You might be lazing around propped up against the nearest air conditioning vent, but the students of the Fresno Opera and Orchestra Summer Academy — affectionately known as FOOSA for short — have been working hard this past week putting together a double-bill of fully staged operas. The students will perform “Cavalleria rusticana” and “Pagliacci” — which often are paired together — at 8 p.m. Friday and 2 p.m. Sunday.

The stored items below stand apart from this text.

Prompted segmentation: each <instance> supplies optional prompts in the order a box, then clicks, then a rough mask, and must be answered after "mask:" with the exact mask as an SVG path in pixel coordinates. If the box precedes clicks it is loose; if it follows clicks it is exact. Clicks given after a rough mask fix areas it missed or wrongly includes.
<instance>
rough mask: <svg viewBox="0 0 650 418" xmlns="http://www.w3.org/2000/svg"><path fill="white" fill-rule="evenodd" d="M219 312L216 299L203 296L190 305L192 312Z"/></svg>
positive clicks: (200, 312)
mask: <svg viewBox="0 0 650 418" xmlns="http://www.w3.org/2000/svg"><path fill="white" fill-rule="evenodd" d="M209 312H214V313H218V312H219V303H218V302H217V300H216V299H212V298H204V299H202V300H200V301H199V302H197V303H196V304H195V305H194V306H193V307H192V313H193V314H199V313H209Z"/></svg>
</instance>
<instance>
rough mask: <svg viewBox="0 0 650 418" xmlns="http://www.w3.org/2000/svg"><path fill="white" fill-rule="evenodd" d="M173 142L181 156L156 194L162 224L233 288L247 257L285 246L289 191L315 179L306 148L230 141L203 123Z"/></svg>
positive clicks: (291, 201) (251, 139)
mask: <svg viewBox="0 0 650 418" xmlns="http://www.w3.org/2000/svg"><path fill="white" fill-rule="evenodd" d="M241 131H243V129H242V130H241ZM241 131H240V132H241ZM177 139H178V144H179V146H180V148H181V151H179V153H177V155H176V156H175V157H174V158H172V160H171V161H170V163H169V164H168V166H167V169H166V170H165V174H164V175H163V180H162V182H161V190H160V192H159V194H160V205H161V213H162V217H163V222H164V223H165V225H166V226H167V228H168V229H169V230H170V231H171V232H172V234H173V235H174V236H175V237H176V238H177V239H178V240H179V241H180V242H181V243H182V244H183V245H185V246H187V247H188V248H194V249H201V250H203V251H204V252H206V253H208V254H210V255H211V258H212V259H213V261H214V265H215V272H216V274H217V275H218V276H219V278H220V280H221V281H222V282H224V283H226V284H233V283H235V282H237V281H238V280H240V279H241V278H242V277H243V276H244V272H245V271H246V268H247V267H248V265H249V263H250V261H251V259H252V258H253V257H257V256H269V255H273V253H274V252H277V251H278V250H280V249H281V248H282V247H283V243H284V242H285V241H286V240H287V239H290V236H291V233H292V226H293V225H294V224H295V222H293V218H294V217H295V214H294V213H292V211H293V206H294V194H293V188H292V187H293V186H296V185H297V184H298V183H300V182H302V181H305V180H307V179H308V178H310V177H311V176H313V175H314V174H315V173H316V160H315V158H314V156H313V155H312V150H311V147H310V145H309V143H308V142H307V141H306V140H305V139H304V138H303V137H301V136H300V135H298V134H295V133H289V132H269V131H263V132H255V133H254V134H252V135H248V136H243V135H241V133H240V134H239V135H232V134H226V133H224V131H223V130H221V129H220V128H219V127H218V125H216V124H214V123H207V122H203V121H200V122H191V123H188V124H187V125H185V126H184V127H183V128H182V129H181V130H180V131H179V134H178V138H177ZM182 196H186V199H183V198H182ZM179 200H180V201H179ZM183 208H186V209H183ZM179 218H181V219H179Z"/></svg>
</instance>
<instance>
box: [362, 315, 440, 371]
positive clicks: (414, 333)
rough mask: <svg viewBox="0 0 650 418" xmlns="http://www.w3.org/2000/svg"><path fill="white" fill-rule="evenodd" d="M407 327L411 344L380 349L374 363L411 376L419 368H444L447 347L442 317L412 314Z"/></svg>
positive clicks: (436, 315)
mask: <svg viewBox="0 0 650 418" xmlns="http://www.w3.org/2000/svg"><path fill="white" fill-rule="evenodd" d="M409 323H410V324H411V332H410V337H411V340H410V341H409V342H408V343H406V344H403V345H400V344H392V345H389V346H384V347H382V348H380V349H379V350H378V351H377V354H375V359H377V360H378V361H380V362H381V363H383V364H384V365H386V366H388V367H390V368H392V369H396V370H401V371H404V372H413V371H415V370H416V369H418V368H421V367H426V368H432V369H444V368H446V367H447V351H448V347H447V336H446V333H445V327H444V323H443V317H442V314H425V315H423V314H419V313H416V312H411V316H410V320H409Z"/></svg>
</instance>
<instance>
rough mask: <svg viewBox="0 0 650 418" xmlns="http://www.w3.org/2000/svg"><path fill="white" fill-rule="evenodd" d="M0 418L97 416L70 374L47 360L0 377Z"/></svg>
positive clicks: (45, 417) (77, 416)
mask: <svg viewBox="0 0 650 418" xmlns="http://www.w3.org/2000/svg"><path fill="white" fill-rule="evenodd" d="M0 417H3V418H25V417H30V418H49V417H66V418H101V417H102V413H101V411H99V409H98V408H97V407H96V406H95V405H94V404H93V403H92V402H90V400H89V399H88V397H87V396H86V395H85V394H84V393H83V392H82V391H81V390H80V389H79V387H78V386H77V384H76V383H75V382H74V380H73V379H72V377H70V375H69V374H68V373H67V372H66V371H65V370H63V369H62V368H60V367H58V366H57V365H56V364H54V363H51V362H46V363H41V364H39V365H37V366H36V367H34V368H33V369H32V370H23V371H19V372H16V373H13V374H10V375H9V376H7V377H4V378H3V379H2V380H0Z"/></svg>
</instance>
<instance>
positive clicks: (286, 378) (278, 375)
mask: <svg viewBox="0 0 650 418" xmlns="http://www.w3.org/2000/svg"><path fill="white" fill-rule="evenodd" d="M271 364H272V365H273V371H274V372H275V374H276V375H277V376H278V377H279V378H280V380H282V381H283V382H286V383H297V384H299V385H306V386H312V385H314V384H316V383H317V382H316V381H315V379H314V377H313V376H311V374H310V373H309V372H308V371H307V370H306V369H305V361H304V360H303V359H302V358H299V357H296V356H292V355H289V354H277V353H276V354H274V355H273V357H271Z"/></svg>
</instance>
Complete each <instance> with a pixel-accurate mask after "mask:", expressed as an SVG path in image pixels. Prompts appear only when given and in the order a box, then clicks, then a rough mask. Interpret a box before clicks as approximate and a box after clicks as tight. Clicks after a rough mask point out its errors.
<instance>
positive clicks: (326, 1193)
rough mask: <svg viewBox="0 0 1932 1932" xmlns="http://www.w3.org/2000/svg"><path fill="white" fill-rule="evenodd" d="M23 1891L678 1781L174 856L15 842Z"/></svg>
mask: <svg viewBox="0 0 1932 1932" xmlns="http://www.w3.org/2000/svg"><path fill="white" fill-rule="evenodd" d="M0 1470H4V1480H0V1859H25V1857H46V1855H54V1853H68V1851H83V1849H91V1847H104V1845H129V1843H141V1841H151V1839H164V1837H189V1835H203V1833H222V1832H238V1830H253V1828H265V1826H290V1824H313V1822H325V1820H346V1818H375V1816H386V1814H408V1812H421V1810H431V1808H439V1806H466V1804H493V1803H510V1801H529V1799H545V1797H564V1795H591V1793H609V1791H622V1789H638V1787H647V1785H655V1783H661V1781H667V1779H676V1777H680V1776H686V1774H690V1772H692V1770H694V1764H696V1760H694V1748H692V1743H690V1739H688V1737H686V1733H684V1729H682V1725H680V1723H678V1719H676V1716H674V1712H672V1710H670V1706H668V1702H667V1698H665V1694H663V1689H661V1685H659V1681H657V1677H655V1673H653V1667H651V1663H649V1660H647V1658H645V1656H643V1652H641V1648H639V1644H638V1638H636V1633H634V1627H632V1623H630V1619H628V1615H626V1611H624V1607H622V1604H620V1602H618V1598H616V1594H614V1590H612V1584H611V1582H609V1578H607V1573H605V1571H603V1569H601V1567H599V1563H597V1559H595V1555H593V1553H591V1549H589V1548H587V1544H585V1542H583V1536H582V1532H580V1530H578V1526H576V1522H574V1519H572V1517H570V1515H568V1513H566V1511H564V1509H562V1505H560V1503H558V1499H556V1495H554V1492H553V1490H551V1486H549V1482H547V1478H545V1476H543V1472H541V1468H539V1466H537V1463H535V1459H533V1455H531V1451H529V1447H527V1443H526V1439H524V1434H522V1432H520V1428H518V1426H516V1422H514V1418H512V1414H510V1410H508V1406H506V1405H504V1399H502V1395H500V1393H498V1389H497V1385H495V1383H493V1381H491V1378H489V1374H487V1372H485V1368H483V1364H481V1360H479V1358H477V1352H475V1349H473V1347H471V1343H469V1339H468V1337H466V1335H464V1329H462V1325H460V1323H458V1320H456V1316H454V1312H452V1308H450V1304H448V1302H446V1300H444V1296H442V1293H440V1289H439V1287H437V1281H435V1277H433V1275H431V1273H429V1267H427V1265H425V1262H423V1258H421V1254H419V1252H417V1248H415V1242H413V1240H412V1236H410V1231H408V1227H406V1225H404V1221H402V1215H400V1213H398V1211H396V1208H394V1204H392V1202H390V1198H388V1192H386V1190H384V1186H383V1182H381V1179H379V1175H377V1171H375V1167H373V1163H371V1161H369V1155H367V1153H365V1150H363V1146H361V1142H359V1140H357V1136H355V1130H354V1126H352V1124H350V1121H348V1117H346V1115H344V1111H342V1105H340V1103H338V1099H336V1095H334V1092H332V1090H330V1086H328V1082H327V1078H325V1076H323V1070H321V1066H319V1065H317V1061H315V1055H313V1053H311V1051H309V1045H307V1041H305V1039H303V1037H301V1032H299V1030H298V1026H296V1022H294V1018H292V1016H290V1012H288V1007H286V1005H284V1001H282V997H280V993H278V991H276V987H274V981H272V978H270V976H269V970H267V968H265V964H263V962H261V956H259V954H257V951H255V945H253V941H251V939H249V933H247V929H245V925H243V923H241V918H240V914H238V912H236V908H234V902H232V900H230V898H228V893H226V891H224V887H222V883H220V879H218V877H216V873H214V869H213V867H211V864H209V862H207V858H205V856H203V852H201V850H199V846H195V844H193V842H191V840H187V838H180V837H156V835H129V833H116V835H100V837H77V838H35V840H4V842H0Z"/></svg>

FOOSA participants Christina Swanson and Tomer Eres, both students at the University of Michigan, volunteered as guest bloggers with the Beehive. They wrote about their big trip last weekend to the Walt Disney Concert Hall in Los Angeles. Now they’re back with their thoughts about this weekend’s opera lineup:
Hello, all! We are well into our second week here at FOOSA, and we are entering our ﬁrst period of dress rehearsals in preparation for our performances this coming weekend. Since our return from LA and our great Disney Hall debut, we’ve been working in conjunction with the Orchestra, Singers, and Teachers to bring together a dramatic, musical, and passionate set of operas. A unique aspect of this learning experience is the study of the verismo style of opera. This style is widely known in the world of classical music for straying away from common themes using royalty, gods, and mythic beings as the protagonists and antagonists. Verismo, unlike other styles, does not strive to make a clear protagonist to antagonist relationship, and focuses on real people and real life. Through this study with our teachers from CSU Fresno State and the University of Michigan, we have delved deep into both Pagliacci and Cavalleria Rusticana. This past week we’ve spent almost 8 hours a day working side-by-side with our Artists-in-Residence blocking, singing, and learning music.
The music school at CSU Fresno is abuzz with life this week as both opera singers and orchestral performers anticipate the upcoming event. We’ve had to learn the give-and-take nature of collaboration with so many different people, and at the same time, we’ve established new friendships and networks with the next generation of performers we’re working with. Our trip to LA was an especially great chance for the singers and orchestral musicians to break out of our expected places; singers onstage, and orchestra in the pit.
Our typical day has been mostly the same for the past week. All of us are up and ready to sing or play at 9 am. In our morning rehearsals singer’s review their music, text, staging, and more, while the orchestra spends their time reviewing the score and reﬁning their performance. Details, details, details! We’ve learned the importance of repetition through a short phrase our teachers like to say “Ancora, ancora, ancora!” — again, again, again! Such is the nature of the singer’s lifestyle when performing complex works like these. There are so many important components that help the show come together, and we would be in remiss if we didn’t give credit to our fantastic stage manager, director, lighting director, costume technicians, and the rest of the crew.
We’ve been operating on our newest mantra straight from the great Laura Pedersen, “Some people practice until they get it right, and some people practice until they can’t get it wrong.” Would you like to guess where we fall?
Make sure to come out to the music school at CSU Fresno this Friday and Sunday to see these spectacular opera’s put into work!